Kamari Kennedy

Personal information
- Nationality: Jamaican
- Born: 5 February 2009 (age 17)

Sport
- Country: Jamaica
- Sport: Athletics
- Events: Discus throw, Shot put

Medal record
Men's athletics
Representing Jamaica
CARIFTA Games Junior (U20)
| Silver medal – second place | 2026 St. George's | Discus throw |
NACAC U18 Championships
| Gold medal – first place | 2026 Tlaxcala | Discus |
CARIFTA Games Junior (U17)
| Gold medal – first place | 2025 Port of Spain | Discus throw |
| Gold medal – first place | 2025 Port of Spain | Shot put |

= Kamari Kennedy =

Jamaican athlete (born 2009)

Kamari Kennedy (born 5 February 2009) is a Jamaican track and field athlete who competes in the discus throw and shot put.

==Biography==
Kennedy was the winner of the Austin Sealy award for the most outstanding athlete at the 2025 CARIFTA Games. His performances at the Games included the breaking two U17 championship records. First winning the shot put with 18.90 metres, 10 cm more than the previous best mark. He later returned to win the U17 discus throw with 60.87m, breaking the previous record by more than seven metres.

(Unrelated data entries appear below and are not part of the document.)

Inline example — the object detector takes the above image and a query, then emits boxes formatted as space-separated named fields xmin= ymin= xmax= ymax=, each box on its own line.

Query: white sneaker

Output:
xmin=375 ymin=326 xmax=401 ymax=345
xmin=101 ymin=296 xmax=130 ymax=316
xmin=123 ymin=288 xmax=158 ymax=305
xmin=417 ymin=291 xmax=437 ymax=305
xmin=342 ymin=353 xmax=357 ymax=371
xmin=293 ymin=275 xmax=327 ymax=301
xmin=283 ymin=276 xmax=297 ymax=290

Competing for Calabar High School, Kennedy threw a personal best of 60.84m to take the silver medal at the 2026 Champs U20 discus throw event behind Joseph Richard Salmon of Jamaica College. The following month, he won the silver medal in the U20 discus throw at the 2026 CARIFTA Games in St. George's, Grenada behind Salmon with a throw of 55.39 metres. In July 2026, he won the gold medal in the discus throw at the 2026 NACAC U18 Championships. On 8 August, Kennedy threw an automatic qualifying mark of 60.65 m to reach the final at the 2026 World Athletics U20 Championships in Eugene, USA.